5. Be specific: Narrow down your research question to focus on a specific aspect of your topic. This will help you avoid duplicating previous studies.

What are some ways to make my thesis topic more impactful?

1. Choose a relevant topic: Consider current events, social issues, or emerging technologies that could make your research timely and impactful.

2. Conduct original research: A thesis that presents new findings or offers a unique perspective will likely have a greater impact than one that simply summarizes existing research.

3. Consider interdisciplinary approaches: Combining ideas and methods from different disciplines can lead to innovative and impactful research.

4. Have a clear purpose: Make sure your thesis has a clear and specific research question or goal.
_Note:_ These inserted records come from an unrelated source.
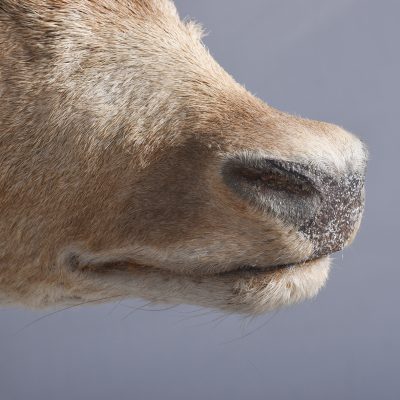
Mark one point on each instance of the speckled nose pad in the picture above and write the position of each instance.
(326, 208)
(333, 225)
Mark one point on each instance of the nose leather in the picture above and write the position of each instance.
(325, 207)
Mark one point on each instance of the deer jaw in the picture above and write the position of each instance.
(135, 166)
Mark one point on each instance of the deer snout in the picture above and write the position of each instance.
(326, 207)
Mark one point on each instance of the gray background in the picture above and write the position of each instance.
(335, 60)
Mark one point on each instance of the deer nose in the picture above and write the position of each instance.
(324, 206)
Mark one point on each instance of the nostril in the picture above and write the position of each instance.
(284, 189)
(278, 176)
(325, 207)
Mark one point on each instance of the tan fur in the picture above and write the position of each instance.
(114, 122)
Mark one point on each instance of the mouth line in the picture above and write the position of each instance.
(249, 270)
(245, 270)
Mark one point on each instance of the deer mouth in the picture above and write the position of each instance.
(245, 290)
(114, 264)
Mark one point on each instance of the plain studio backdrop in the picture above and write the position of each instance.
(333, 60)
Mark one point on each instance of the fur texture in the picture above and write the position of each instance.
(115, 123)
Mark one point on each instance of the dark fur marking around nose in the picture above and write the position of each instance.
(324, 208)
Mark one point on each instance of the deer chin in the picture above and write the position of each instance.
(246, 290)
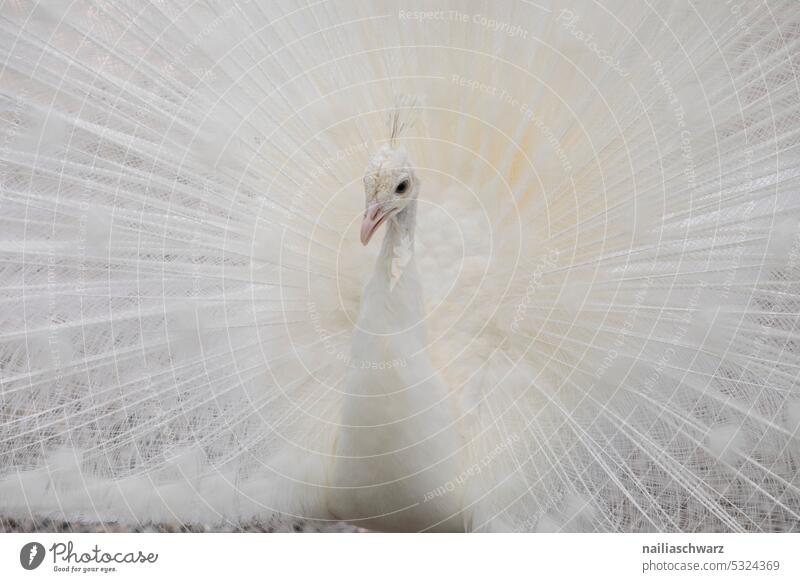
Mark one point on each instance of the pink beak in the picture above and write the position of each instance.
(373, 218)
This will help guide your research and make your findings more impactful.

5. Share your findings: Once your thesis is complete, consider presenting your research at conferences or publishing it in a relevant academic journal to reach a wider audience.

What are some resources for finding inspiration for an undergraduate thesis topic?

1. University resources: Many universities have a writing center or library that can provide resources and guidance for choosing a thesis topic.

2. Online databases: Websites such as ProQuest and JSTOR offer access to a vast collection of academic literature that can help you explore potential topics.

3. Academic journals: Browse recent issues of academic journals in your field to see what topics are currently being researched.

4. Professional organizations: Joining a professional organization in your field can give you access to conferences, publications, and networking opportunities that can inspire potential thesis topics.

5. Peer discussions: Discussing ideas and exchanging feedback with classmates or peers can help generate new ideas and give you a different perspective on potential topics.